Un ligero pensamiento lo conmovió. Recordó cuando era adolescente y toda su vida pasaba por su pasión con la música. Más allá del colegio que había que transitar, su vida era la música. Vivía por ella y para ella. Y la calidad de ese vínculo generaba resultados increíbles. Con el devenir de los años y al diversificar apuestas fue creciendo el estrés y también se redujo la eficacia. ¿Acaso debía tratar de volver a ser como el rayo láser, que al concentrarse sólo en un punto producía resultados extraordinarios? ¿Sería posible en la mitad de la vida, con hijos chicos, padres grandes, esposa, trabajo?

Los seres humanos solían desarrollar mecanismos de negación a la altura de sus necesidades. Nada de ver realidades que amenazaran o destruyeran ilusiones. Se preguntó qué sería lo que lo impulsaba a él, para tener que estar corriendo todo el tiempo.

Una parte ya había devenido en algo biológico, automático. Si bien conocía y valoraba lo que era estar tranquilo, el sistema se aceleraba solo con facilidad. ¿Cuál sería la causa de ese cebador? La enorme exigencia de ser alguien. De aprovechar la vida. De buscar.

Le resultaba impensable que se pudiera llegar a buen puerto sin grandes esfuerzos, y tenía severas dificultades para registrar que había un tiempo para actuar, y otro para parar. Su maestro le había explicado que el problema de vivir así, cual bólido, era que ni percibía el camino. Que solo veía manchas raudas. Que manejar más despacio le permitiría gustar y ver.

Lalo, dándole la razón, le había dicho: «- la tortuga conoce más de los caminos que la liebre…» El maestro, dispuesto a clavar el bisturí bien a fondo le había contestado: «- es que las liebres también paran», en clara alusión a algo que él estaba imposibilitado de hacer. ¿Tan difícil era parar?

Lalo se dio cuenta que si bien le fascinaba correr porque lo hacía sentir vivo, apasionado, no quería pasarse su existencia como a bordo de un Fórmula Uno.

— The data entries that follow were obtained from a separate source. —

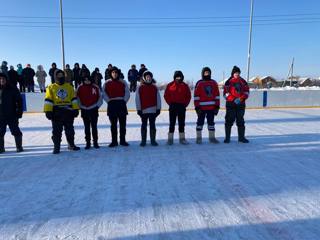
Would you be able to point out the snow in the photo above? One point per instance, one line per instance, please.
(268, 189)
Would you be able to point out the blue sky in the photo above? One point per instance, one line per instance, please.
(165, 49)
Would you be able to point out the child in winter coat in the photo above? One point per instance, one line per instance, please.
(178, 96)
(236, 92)
(148, 103)
(207, 104)
(90, 99)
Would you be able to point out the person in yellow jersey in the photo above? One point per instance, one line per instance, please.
(61, 107)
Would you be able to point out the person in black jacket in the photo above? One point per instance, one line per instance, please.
(28, 74)
(13, 77)
(76, 75)
(52, 72)
(10, 111)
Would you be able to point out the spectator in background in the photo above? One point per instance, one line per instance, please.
(22, 85)
(133, 78)
(13, 77)
(4, 68)
(178, 96)
(10, 112)
(69, 74)
(52, 72)
(28, 75)
(116, 94)
(141, 71)
(97, 77)
(41, 78)
(76, 75)
(107, 72)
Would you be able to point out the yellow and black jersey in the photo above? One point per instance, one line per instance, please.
(60, 96)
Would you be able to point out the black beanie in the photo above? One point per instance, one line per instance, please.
(114, 69)
(235, 69)
(204, 70)
(178, 74)
(147, 73)
(4, 76)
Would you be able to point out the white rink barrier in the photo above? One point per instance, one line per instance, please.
(258, 99)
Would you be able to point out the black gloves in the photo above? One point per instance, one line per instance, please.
(198, 110)
(49, 115)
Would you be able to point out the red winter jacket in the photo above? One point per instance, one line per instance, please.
(148, 98)
(177, 93)
(89, 96)
(236, 88)
(207, 95)
(115, 90)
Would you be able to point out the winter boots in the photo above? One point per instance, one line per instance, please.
(18, 140)
(143, 137)
(2, 145)
(199, 137)
(241, 135)
(182, 139)
(153, 137)
(170, 139)
(212, 137)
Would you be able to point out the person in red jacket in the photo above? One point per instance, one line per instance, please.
(90, 99)
(116, 94)
(178, 96)
(236, 92)
(148, 103)
(207, 104)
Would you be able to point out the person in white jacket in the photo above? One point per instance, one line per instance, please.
(41, 78)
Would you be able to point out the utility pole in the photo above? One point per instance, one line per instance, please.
(62, 37)
(292, 65)
(250, 41)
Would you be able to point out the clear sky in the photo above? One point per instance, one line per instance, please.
(165, 35)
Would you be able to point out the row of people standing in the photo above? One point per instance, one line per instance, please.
(25, 76)
(62, 105)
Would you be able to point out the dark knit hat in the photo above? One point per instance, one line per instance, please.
(4, 76)
(146, 73)
(204, 70)
(235, 69)
(178, 74)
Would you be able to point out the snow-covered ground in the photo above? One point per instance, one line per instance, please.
(268, 189)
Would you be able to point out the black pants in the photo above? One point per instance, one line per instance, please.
(210, 120)
(114, 119)
(13, 126)
(90, 120)
(30, 87)
(235, 113)
(151, 117)
(57, 128)
(133, 86)
(177, 111)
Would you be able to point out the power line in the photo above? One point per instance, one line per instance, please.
(161, 18)
(159, 23)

No deseaba seguir pasando todos los caminos en forma rauda, incapaz de ver y vivir el paisaje. Tampoco, seguir con esas enormes exigencias que requerían precisiones milimétricas todo el tiempo. A lo sumo, que hubiera un tiempo para eso, y otro para parar.

Parar, detenerse, le producía una sensación muy buena durante un tiempo, aunque breve. Luego, la angustia empezaba a acumularse. La de saber que él no estaba avanzando, y para peor, pensar que los demás podían estar haciéndolo.

¿Cómo cortar aquella locura?

No tenía mucha idea. Sintió que en primer lugar, debía enterarse. Bien enterado. Y que recién después, tal vez pudiera tomar la decisión de dejar algo. Aunque le produjera la sensación de pararse al lado del precipicio en el que podría caerse, debía hacerlo.

Elegir implicaba descartar, y eso siempre sería muy difícil. No querer perder nada era terminar perdiéndolo todo, o lo más valioso que uno tenía en una lista sin prioridades.

Lalo se dio cuenta que el problema que tenía enfrente era realmente grande. No cedería con facilidad. Tendría que cruzar el abismo y superar la angustia de quedarse quieto. Probablemente afloraran emociones y sentimientos negativos, tapados durante años por las altas velocidades. Pero antes que la realidad lo frenara como el muro de un autódromo, debía correr el enorme riesgo de parar.

Artículo de Juan Tonelli: ¿Quo vadis?